Trail Marking

My recent email to the Project Manager of the UNDP KRTEP Project (gotten rid of when the project was extended):

I meant to ask you how you felt about the trails project?  The fact that what was supposed to be a 150,000 euro project got disappeared into some 9,000 euros of payment for work by locals, most of which hasn’t actually been paid.  I mean – I don’t know what happened to most of it, but the actual TRAILS part came down to two halves:  One for cleaning the trails, in which I think 6,000 euros was promised (but not paid), and the other half (3,000) for making signs, installing signs and marking all the trails, which certainly hasn’t been paid.  Alfred got put on the line for all of this.  The corrupt local gov. family had the tender, and that’s what they were willing to pay, or SAID they would.  So Alfred rallied all the locals and got them to do the work cleaning trails.  Even when his direct family offered to do the work, he said no, it’s good pay for local people, but I don’t think the local contractor actually paid Alfred, but Alfred paid the workers. Then there was the sign making, which of course I did – and happy to do it, except of course I would like it if someone said “How amazing that you will do all of this for free”, instead of which Mika – who turned out to be one of the biggest idiots ever – said “Hey!  We’re paying 500 euros!” (and when I looked incredulous, her son, who was along for the ride, said “that’s right! 500 big ones!” Which of course works out to 20 euros per sign for a trail head, and NOTHING for the junction signs).  And of course doesn’t include anything for the expedition required by horse to carry the signs some two day hikes and install them.  I suppose we should have told them to go see what they could get done for that price, but we were too worried about the shoddy work they’d already turned in.  For me, the biggest insult was probably having to play along with this venal stupidity!  Stupid, stupid.  In the end, as I think I said to you before, I’m just glad that they didn’t interfere that much with the work that Alfred and I were trying to do, before UNDP ever heard of the project.  What we’ve made is beautiful, and something to be proud of – and we can honestly say we’ve had no real help with it . . . . so people still contribute.

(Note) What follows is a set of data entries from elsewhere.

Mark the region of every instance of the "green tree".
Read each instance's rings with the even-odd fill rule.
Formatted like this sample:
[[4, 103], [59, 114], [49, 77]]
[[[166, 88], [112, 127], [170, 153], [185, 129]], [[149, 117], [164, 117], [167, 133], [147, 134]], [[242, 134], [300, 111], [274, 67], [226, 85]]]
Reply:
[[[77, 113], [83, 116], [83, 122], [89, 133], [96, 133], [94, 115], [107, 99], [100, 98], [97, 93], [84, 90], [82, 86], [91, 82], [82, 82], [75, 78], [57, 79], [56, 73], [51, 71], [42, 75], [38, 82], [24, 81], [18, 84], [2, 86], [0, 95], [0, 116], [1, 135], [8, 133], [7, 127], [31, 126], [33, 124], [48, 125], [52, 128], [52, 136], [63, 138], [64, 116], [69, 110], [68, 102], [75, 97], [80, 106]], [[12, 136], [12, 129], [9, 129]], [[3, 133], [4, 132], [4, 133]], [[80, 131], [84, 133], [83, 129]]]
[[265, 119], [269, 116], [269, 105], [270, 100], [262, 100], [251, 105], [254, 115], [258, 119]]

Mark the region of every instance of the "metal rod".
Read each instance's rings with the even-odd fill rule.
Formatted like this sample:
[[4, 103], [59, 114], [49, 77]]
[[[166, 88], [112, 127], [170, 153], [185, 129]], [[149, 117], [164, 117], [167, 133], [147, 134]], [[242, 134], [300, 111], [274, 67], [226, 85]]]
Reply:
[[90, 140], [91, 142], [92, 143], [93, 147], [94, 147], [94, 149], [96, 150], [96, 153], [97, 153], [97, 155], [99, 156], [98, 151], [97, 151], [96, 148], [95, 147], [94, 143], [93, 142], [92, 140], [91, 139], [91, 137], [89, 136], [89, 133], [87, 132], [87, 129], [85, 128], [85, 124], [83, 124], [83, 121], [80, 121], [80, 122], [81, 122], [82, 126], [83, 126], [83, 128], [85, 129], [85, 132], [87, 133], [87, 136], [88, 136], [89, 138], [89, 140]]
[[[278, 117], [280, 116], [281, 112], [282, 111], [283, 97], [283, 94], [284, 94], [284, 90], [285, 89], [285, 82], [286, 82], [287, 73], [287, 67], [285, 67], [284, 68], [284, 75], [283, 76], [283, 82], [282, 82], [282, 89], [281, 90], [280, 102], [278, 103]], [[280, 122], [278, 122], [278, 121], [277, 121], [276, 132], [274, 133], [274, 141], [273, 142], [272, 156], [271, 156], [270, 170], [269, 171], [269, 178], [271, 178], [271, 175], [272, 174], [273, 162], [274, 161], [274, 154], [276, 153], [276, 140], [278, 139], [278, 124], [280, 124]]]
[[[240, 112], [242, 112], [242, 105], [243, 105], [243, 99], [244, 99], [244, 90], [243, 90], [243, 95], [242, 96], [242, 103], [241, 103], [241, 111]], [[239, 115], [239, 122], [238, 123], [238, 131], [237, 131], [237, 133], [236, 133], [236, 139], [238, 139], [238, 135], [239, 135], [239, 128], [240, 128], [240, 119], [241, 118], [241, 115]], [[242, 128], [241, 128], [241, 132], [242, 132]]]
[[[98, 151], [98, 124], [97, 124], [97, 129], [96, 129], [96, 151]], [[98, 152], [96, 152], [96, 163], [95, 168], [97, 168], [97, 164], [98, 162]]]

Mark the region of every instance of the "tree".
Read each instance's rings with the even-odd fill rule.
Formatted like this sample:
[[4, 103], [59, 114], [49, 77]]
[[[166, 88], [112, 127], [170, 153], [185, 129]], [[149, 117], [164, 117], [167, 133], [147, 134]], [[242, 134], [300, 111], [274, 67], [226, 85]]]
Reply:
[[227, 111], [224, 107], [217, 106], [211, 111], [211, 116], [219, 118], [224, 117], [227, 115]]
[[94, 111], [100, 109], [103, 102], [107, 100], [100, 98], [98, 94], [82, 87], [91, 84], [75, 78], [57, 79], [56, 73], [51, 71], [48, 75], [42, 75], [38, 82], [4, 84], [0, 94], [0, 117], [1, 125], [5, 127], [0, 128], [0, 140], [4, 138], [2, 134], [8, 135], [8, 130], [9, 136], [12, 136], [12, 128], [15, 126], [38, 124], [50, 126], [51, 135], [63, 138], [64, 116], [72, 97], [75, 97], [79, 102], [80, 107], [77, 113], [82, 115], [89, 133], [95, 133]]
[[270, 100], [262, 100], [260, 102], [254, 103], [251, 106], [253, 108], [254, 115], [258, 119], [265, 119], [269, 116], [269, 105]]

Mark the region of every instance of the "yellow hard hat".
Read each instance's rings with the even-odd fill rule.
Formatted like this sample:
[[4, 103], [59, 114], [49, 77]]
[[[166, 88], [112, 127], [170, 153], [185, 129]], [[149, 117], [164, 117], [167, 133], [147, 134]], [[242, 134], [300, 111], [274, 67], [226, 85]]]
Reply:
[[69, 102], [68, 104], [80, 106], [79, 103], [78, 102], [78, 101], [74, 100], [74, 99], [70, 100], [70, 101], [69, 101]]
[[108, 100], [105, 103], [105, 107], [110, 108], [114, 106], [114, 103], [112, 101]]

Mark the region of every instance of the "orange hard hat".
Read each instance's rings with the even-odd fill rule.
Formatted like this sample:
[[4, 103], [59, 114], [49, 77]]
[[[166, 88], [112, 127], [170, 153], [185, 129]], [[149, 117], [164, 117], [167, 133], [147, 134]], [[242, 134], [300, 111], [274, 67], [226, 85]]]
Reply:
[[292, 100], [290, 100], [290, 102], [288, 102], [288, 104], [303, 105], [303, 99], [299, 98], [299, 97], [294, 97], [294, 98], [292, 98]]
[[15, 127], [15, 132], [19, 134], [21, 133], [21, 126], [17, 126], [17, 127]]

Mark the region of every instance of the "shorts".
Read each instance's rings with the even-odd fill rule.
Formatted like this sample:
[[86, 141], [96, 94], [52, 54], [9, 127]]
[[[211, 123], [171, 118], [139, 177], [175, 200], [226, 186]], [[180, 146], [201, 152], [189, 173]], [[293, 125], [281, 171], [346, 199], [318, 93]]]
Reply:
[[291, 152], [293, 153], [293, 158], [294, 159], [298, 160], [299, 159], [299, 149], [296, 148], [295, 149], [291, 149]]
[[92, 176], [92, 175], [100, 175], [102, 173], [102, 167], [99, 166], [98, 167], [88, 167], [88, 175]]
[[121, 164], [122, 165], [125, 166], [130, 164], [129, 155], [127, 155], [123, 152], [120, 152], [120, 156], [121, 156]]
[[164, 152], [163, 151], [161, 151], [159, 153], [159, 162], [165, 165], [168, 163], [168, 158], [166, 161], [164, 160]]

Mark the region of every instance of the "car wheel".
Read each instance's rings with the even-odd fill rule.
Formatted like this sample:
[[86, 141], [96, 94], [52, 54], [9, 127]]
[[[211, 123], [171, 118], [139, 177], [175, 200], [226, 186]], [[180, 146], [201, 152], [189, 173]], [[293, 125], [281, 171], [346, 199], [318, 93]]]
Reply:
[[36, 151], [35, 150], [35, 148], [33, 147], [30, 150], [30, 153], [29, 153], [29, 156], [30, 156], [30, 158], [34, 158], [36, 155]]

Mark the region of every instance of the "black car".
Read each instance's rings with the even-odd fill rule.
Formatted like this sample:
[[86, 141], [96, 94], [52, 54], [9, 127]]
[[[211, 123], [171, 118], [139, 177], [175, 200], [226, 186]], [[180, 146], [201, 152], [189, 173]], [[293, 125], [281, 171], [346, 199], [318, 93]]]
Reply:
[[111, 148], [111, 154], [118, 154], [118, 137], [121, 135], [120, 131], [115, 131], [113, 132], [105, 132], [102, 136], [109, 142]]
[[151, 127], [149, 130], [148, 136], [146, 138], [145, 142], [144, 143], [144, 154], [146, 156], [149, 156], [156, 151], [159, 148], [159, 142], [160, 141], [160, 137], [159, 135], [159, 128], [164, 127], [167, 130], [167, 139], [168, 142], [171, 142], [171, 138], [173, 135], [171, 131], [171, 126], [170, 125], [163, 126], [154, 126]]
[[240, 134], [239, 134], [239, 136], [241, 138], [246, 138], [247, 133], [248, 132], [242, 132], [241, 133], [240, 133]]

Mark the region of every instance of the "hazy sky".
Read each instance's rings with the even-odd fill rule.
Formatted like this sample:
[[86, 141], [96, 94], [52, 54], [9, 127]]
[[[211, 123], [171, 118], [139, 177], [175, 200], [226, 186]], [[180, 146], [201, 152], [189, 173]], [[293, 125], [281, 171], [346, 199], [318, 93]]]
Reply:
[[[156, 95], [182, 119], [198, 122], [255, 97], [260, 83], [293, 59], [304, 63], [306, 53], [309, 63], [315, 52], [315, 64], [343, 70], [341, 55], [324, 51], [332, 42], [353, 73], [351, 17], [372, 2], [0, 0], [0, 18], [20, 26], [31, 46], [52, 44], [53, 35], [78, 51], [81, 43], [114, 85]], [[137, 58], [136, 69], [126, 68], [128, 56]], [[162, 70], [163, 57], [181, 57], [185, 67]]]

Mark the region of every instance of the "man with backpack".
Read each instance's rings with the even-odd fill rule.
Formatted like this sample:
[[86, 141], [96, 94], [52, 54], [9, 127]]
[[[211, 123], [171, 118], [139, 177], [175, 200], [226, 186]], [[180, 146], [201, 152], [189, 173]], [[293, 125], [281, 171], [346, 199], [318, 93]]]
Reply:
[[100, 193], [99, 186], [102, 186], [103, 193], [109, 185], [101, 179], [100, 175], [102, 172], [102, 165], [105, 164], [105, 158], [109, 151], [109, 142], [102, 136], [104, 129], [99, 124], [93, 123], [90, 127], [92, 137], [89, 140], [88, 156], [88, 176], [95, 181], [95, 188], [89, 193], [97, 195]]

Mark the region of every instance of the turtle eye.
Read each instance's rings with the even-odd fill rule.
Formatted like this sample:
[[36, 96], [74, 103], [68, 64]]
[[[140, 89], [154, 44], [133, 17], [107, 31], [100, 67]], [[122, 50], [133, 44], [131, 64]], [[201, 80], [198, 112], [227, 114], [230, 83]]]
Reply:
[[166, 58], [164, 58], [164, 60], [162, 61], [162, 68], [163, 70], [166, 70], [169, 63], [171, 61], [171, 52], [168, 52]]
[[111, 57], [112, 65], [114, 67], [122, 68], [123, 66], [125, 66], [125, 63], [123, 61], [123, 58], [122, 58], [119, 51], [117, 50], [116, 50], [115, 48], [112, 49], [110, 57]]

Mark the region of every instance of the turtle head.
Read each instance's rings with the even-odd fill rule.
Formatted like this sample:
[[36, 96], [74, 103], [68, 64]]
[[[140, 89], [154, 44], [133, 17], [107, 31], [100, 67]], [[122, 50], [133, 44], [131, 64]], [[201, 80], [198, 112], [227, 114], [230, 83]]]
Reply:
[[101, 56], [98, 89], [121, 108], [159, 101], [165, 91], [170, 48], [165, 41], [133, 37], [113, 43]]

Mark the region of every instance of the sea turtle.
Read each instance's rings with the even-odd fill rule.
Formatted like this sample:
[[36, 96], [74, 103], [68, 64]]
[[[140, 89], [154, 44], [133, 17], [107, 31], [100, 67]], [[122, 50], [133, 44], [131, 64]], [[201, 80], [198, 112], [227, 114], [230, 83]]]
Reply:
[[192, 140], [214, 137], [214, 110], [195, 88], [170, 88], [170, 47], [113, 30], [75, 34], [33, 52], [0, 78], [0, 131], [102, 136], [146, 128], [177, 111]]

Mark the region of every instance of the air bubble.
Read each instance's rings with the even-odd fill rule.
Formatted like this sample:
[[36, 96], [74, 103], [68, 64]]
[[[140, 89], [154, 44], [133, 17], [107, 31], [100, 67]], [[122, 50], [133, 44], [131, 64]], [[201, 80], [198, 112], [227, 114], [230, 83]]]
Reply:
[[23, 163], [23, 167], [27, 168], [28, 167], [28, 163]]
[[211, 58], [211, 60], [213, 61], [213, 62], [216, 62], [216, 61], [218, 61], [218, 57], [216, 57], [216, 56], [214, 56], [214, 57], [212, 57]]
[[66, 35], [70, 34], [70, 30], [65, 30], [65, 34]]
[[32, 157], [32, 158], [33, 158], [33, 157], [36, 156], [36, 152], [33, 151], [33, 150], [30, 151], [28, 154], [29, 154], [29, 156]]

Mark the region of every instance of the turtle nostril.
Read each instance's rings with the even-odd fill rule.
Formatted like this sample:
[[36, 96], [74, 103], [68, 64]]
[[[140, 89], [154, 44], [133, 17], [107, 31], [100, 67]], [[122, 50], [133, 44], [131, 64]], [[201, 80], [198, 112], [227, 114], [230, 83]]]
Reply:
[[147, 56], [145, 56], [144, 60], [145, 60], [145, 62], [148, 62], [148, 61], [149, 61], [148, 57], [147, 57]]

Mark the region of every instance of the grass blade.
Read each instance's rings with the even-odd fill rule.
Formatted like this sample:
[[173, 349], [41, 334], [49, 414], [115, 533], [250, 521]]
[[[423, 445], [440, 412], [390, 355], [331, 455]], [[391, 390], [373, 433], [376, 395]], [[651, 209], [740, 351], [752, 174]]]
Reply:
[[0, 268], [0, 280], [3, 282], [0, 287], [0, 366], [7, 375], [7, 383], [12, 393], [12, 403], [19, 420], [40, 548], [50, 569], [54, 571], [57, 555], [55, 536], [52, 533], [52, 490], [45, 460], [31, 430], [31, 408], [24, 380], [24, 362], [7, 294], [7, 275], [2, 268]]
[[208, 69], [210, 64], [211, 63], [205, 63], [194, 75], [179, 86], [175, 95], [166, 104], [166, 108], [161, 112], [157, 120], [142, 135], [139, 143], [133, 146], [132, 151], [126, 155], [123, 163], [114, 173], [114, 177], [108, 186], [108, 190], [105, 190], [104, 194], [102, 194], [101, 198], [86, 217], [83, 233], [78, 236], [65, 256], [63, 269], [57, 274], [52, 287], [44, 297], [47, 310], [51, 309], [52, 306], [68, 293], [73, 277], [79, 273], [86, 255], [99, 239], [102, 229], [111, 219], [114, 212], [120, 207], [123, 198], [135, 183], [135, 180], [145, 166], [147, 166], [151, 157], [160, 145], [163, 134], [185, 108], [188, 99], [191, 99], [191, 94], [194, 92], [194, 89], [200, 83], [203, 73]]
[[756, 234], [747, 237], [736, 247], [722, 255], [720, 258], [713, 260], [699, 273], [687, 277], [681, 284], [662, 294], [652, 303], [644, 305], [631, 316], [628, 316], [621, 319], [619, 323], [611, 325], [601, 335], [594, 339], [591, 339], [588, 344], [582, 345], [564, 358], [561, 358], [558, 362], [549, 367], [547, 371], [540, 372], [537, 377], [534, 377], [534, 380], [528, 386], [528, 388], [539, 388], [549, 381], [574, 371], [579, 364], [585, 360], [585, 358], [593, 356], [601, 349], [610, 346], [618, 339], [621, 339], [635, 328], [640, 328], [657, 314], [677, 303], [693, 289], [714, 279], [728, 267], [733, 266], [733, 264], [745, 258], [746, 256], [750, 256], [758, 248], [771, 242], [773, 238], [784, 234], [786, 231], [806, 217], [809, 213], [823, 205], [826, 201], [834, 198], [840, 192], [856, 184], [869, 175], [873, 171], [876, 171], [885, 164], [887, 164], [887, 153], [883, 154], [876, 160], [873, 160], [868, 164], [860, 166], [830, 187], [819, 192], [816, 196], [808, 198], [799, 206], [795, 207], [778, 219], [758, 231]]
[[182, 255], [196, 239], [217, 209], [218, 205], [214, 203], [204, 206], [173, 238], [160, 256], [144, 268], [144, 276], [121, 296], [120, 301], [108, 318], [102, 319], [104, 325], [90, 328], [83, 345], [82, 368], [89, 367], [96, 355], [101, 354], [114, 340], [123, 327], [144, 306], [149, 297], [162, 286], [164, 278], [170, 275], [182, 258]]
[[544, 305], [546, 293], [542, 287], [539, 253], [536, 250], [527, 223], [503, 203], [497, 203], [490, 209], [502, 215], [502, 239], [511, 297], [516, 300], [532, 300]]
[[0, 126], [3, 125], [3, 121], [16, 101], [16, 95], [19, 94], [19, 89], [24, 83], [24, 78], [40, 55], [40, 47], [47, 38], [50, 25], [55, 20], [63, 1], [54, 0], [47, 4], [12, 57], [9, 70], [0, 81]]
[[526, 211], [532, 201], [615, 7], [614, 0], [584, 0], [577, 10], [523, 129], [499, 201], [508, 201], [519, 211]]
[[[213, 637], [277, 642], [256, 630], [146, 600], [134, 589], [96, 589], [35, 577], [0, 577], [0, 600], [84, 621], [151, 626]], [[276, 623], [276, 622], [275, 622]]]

 The local contractor who got the tender has built a new “pallati” in Bajram Curri – so I’m not surprised he doesn’t have any money to pay for trail marking.  We wish him well, and well alone, of course.
I suppose all this foreign aid is presumed against things working by some foreign system – which works well enough, if your only criteria is making money disappear.  Working to a local system, of money paid for work done . . . . well, someone’s laughing somewhere, and I guess all we can say is:  Seems expensive for a fairly simple joke.